I thought I was All Better today so I tried doing spinny-bike (what Youngest calls the stationary bicycle) but got awfully exhausted awfully fast - spent rest of night on couch without even energy to knit. Also my throat started hurting. I suppose I’m not all that surprised given my baseline stress level what with at least minor family drama on a pretty much daily basis and at least minor work headaches every darned day.
But I’m 1) staying sober and 2) not taking my emotions out on others and those two things are enough to call the day a win. Not overeating, either, which is just icing on the cake...though that’s probably a poor metaphor to use.

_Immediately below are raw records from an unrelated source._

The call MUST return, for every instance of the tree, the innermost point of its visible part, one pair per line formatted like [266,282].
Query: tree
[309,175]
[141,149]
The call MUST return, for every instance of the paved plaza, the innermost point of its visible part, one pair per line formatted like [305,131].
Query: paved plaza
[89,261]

I wish I did have more energy for walking or spinny-bike as I was enjoying my new audiobook before I got sick. I had also kind of hoped to not have to renew at least one book once...but no matter as they go right back to “available” as I don’t get anything so new as to be a hot commodity. All the same, Overdrive (the app most libraries use) has changed my fitness world.

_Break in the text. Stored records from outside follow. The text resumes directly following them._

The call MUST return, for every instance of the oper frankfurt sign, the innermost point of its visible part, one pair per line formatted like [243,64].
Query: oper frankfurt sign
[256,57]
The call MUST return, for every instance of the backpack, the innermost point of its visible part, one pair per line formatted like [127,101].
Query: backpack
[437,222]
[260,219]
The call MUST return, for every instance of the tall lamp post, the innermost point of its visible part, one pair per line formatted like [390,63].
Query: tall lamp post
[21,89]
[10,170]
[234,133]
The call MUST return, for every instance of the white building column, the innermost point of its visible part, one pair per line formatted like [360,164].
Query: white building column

There’s a whole lot of stuff in my life completely beyond my control and I’ve found enough serenity to acknowledge and accept that so I’m not still trying to push the river - I know it flows by itself - but I’m getting awfully tired of many things on this particular boat ride. Yeah I realize how well I have it in many ways and am grateful for lots of things...and I know life will ease up as it always does...but tonight is one of those glass-not-only-half-empty-but-cracked nights. Time to walk the dog and call it bedtime.